Negli ultimi anni parlare di non – proliferazione in Medio Oriente significava fare riferimento quasi obbligato agli sforzi compiuti dalla comunità internazionale per frenare le ambizioni della Repubblica Islamica di Iran in campo nucleare. In tempi recenti a tale questione è stata data una sistemazione attraverso il Joint Comprehensive Plan of Action, un accordo frutto di lunghi mesi di negoziazione che garantisce il legittimo accesso di Teheran all'energia nucleare prevenendo altresi, attraverso modalità suscettibili di verifica, che l'Iran acquisisca l'arma atomica.

Tale approdo, malgrado il prevedibile disappunto della leadership politica israeliana, è un bene per la stabilità e per lo sviluppo delle relazioni internazionali.

Tuttavia, guardare con occhio critico al Medio Oriente nella particolare e delicata dimensione della sicurezza (di cui la non – proliferazione ed il disarmo sono aspetti di rilievo) impone di valutare una annosa questione che gode di una minore risonanza mediatica: la creazione di una Zona Libera da Armi di Distruzione di Massa.

Con la presente ricerca, a cura di Daniel Angelucci, s'intende offrire in primis una panoramica delle politiche e delle notevoli difficoltà in cui da tempo è imbrigliata la regione (paragrafo 2). Successivamente, al fine di comprendere le peculiari problematiche inerenti al disarmo mediorientale, si procede a inquadrare la questione dal punto di vista storico, tracciando il percorso evolutivo del progetto in esame, dalla fase embrionale ai nostri giorni (paragrafo 3).

Sono poi analizzate le diverse ed articolate proposte, le opportunità e gli strumenti per l'evoluzione del progetto.

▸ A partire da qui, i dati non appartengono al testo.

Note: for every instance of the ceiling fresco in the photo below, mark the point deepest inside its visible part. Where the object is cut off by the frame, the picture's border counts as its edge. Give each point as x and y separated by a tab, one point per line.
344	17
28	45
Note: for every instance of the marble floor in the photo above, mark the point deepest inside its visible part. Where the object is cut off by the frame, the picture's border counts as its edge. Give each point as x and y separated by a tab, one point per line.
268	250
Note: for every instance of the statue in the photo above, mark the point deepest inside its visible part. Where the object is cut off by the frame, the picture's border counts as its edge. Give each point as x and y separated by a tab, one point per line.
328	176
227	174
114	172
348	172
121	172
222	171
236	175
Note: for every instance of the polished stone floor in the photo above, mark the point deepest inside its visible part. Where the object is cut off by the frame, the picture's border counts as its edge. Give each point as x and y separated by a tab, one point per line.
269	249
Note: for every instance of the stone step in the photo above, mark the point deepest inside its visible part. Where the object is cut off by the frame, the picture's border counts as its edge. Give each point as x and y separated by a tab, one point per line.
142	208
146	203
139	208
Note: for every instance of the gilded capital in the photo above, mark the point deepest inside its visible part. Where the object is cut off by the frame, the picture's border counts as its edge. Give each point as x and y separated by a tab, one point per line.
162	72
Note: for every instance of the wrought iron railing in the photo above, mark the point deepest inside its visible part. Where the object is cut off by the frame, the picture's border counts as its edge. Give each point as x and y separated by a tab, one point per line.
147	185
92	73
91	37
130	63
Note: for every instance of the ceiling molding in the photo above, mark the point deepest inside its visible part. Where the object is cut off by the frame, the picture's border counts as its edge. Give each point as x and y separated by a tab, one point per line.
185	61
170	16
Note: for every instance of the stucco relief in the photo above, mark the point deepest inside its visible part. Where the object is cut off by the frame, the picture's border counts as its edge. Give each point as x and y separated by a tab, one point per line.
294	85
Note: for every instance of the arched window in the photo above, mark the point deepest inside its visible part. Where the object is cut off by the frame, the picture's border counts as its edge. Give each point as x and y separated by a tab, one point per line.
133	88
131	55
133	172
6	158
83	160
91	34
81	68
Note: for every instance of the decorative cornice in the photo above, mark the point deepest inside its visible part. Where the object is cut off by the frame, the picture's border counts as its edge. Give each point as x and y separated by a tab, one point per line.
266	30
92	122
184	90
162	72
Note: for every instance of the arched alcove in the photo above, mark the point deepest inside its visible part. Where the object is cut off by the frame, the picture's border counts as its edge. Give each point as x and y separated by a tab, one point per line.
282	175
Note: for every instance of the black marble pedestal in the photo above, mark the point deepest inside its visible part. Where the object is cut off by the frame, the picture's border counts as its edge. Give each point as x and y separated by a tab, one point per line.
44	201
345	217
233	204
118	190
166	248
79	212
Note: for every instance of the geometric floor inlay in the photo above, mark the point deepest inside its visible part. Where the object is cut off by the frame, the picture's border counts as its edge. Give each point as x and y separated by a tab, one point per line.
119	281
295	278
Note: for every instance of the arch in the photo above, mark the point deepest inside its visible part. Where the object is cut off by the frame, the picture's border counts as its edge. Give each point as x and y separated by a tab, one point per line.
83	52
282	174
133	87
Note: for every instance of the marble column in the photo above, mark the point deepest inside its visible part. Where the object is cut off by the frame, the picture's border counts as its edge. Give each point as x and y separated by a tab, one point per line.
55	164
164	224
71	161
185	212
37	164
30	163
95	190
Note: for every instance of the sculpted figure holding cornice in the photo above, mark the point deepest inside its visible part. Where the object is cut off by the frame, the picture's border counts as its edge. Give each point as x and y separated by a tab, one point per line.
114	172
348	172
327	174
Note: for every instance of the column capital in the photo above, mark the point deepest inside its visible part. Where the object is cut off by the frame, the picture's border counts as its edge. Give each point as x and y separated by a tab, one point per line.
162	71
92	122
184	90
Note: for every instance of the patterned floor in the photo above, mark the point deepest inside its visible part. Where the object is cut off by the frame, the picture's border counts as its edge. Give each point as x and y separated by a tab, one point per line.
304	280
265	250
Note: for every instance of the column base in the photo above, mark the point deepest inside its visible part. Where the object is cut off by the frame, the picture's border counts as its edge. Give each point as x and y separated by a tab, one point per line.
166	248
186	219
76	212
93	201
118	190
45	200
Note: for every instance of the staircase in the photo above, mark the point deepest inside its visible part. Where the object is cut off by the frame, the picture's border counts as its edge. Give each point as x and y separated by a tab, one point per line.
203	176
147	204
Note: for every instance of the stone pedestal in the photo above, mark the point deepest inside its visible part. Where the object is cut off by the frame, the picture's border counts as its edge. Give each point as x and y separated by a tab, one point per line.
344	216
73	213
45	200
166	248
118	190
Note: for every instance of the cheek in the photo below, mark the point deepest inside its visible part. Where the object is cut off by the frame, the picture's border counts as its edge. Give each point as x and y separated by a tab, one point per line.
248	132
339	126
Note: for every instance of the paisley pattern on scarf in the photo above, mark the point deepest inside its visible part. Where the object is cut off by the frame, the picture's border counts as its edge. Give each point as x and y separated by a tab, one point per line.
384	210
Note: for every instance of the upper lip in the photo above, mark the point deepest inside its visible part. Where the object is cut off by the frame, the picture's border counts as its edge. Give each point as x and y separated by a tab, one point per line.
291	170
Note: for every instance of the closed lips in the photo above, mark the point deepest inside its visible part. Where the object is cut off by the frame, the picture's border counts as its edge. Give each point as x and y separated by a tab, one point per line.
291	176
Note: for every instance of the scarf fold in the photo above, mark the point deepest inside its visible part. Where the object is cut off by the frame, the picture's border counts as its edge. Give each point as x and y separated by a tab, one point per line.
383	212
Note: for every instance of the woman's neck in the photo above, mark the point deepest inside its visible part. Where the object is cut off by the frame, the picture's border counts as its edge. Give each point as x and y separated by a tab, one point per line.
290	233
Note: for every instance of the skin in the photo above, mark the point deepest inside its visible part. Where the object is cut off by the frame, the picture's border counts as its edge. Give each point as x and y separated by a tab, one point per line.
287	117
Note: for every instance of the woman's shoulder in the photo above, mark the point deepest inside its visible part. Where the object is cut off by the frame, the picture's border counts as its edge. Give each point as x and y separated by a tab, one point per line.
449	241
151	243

L'idea di fondo è che l'abolizione delle armi di distruzione di massa in Medio Oriente passa dal superamento della diffusa diffidenza tra gli attori regionali mediante l'introduzione di strumenti per l'accrescimento graduale della fiducia reciproca (paragrafi 4, 5 e 6).

Andare oltre verso una fruttuosa negoziazione della Zona, anche se compito indubbiamente arduo, è impresa ancora possibile. É senz'altro necessario il contributo delle grandi potenze mondiali, ma risulta imprescindibile il lavoro congiunto e leale, in una ottica di profonda collaborazione degli attori regionali che devono assolutamente aprirsi al dialogo diretto.